This code was created for a project for CMPE-789 Machine Learning for Cybersecurity Analytics. The code allows for testing of transfer learning on an intrusion detection dataset. For more details see the included presentation with an overview and results.
Download the CIC-IDS-2017 and/or the CIC-IDS-2018 dataset to use this code.
CIC-IDS-2018: link
CIC-IDS-2017: link
The code could be adapted for other datasets, but this requires further work.
You may use the provided Dockerfile to build a container with all of the necessary requirements required to run the provided code. However, you must have some version of CUDA, Docker and the NVIDIA container toolkit installed (see link).
Otherwise, feel free to set up the environment in whatever way you want.
- Copy Dockerfile template
$ cp Dockerfile Dockerfile.new
- Update lines 4 and 18 with desired author info and username
- Update .dockerignore with any added directories as necessary
- Build the Docker container
$ docker build -t <desired-tag> -f Dockerfile.new .
- Run Docker Container.
<tag>
must be the same tag used in step 4.docker run -it --gpus all --shm-size=25G -e HOME=$HOME -e USER=$USER -v $HOME:$HOME -w $HOME --user <created-user> <tag>
- Navigate to code (Home directories will be linked) and run
The random forest classifier is used as a baseline for the MLP model. The pkl-path argument can point to any empty directory where the preprocessed dataset will be saved to reduce preprocessing time on subsequent runs.
python3 classify_rf.py \
--max-depth=10 \
--data-path=/home/poppfd/data/CIC-IDS2018/Processed_Traffic_Data_for_ML_Algorithms/ \
--dset='cic-2018' \
--pkl-path=/home/poppfd/College/ML_Cyber/ml-project/data
There are two files for the MLP classifier. A training script mlp.py
and a
testing script eval_mlp.py
. Provided here are the sample commands to run
these scripts. These commands will have to be updated
to match your environment.
python3 mlp.py \
--dset=cic-2018 \
--data-root=/home/poppfd/data/CIC-IDS2018/Processed_Traffic_Data_for_ML_Algorithms/ \
--pkl-path=/home/poppfd/College/ML_Cyber/ml-project/data \
--batch-size=32 \
--eval-batch-size=1028 \
--num-epochs=10 \
--warmup-epochs=2 \
--learning-rate=1e-4 \
--min-lr=1e-6 \
--warmup-lr=1e-5 \
--name=train-2018-1
Note that the script is identical to freeze the feature extraction layer.

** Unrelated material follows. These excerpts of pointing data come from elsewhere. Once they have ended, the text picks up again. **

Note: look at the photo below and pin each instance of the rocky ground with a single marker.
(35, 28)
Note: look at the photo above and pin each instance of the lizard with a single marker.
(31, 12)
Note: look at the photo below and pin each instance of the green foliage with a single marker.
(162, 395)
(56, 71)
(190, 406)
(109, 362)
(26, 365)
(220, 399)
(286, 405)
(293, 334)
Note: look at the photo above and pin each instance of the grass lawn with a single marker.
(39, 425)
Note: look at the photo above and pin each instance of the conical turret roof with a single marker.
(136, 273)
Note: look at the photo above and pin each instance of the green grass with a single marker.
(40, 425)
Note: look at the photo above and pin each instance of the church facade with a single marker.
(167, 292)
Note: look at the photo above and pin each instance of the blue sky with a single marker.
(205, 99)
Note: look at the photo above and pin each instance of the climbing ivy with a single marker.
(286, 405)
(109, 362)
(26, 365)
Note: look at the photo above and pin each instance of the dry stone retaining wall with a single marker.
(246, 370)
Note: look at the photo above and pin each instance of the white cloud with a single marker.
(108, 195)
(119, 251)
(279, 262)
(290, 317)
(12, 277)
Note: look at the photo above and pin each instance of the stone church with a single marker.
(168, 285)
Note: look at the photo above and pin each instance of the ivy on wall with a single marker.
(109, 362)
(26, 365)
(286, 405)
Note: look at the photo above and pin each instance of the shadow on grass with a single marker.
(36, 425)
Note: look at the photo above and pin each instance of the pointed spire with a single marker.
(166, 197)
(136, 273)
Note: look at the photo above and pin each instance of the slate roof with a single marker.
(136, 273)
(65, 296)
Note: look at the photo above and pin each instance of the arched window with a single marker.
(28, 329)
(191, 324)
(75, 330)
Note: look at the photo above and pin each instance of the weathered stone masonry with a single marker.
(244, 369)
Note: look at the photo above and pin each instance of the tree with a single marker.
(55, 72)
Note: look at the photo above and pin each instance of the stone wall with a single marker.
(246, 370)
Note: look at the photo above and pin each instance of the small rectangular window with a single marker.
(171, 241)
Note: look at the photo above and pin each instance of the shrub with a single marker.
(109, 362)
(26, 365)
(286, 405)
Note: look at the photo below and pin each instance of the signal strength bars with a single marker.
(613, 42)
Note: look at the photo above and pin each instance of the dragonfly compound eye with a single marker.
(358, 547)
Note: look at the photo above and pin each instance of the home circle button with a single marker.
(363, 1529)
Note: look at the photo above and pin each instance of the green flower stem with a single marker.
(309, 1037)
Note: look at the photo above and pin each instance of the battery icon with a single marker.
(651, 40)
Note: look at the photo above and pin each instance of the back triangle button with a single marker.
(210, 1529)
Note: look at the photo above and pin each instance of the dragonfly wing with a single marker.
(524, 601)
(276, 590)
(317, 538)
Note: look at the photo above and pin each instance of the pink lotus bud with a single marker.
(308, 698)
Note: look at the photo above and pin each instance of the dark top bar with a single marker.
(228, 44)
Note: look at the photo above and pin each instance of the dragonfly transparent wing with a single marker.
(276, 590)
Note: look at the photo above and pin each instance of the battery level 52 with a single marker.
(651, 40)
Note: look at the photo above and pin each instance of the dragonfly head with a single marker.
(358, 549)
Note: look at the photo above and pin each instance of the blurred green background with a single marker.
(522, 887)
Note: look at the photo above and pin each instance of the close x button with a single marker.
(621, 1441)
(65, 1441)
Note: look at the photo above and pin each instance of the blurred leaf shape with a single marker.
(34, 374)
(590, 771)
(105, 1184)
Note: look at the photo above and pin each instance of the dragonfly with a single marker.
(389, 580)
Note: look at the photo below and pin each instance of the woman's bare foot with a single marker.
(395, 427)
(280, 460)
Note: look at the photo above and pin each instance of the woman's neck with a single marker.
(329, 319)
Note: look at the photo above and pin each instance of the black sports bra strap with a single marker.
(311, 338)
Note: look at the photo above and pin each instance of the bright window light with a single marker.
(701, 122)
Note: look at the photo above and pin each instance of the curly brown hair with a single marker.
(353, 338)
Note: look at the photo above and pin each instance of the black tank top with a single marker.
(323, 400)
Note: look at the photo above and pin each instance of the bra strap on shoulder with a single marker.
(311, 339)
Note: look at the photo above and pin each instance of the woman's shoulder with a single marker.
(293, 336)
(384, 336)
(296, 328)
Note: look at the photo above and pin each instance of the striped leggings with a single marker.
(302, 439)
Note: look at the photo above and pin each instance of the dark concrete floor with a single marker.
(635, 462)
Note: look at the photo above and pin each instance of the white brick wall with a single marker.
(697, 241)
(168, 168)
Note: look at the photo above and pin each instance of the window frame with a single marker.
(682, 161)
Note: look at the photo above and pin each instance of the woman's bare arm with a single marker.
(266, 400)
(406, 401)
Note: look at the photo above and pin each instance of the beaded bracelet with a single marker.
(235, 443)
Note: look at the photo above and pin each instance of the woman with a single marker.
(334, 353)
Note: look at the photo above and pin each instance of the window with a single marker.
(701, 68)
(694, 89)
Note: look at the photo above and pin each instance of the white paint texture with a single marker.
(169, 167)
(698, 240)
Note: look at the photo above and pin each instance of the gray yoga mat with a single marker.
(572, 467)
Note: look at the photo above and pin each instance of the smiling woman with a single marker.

Update --transfer-learn=freeze-feature
python3 mlp.py \
--dset=cic-2017 \
--data-root=/home/poppfd/data/CIC-IDS2017/MachineLearningCVE \
--pkl-path=/home/poppfd/College/ML_Cyber/ml-project/data \
--batch-size=32 \
--eval-batch-size=1028 \
--num-epochs=10 \
--warmup-epochs=2 \
--learning-rate=1e-4 \
--min-lr=1e-6 \
--warmup-lr=1e-5 \
--transfer-learn=fine-tune \
--source-classes=10 \
--pretrained-path=/home/poppfd/College/ML_Cyber/ml-project/output/mlp-5-layer-3/model_eval_5.pth \
--name=transfer-2017-fine-tune
python3 eval_mlp.py \
--dset='cic-2018' \
--dataset-dir=/home/poppfd/data/CIC-IDS2018/Processed_Traffic_Data_for_ML_Algorithms/ \
--pkl-path=/home/poppfd/College/ML_Cyber/ml-project/data \
--model-path=/home/poppfd/College/ML_Cyber/ml-project/output/transfer-2018-freeze-1/model_eval_23.pth \
--batch-size=1028 \
--name=transfer-2018-freeze-1
The eval_mlp.py
script can also be used to generate t-SNE visualizations of
the MLP feature embedding. For this case since the t-SNE is really slow for a
high number of samples, only a small subset of the evaluation dataset is used
for the t-SNE plots. Therefore, all other output of this run should be ignored
as it does not include the full evaluation dataset.
python3 eval_mlp.py \
--dset='cic-2018' \
--dataset-dir=/home/poppfd/data/CIC-IDS2018/Processed_Traffic_Data_for_ML_Algorithms/ \
--pkl-path=/home/poppfd/College/ML_Cyber/ml-project/data \
--model-path=/home/poppfd/College/ML_Cyber/ml-project/output/transfer-2018-freeze-1/model_eval_23.pth \
--batch-size=1028 \
--tnse \
--tsne-percent=0.01 \
--name=transfer-2018-freeze-1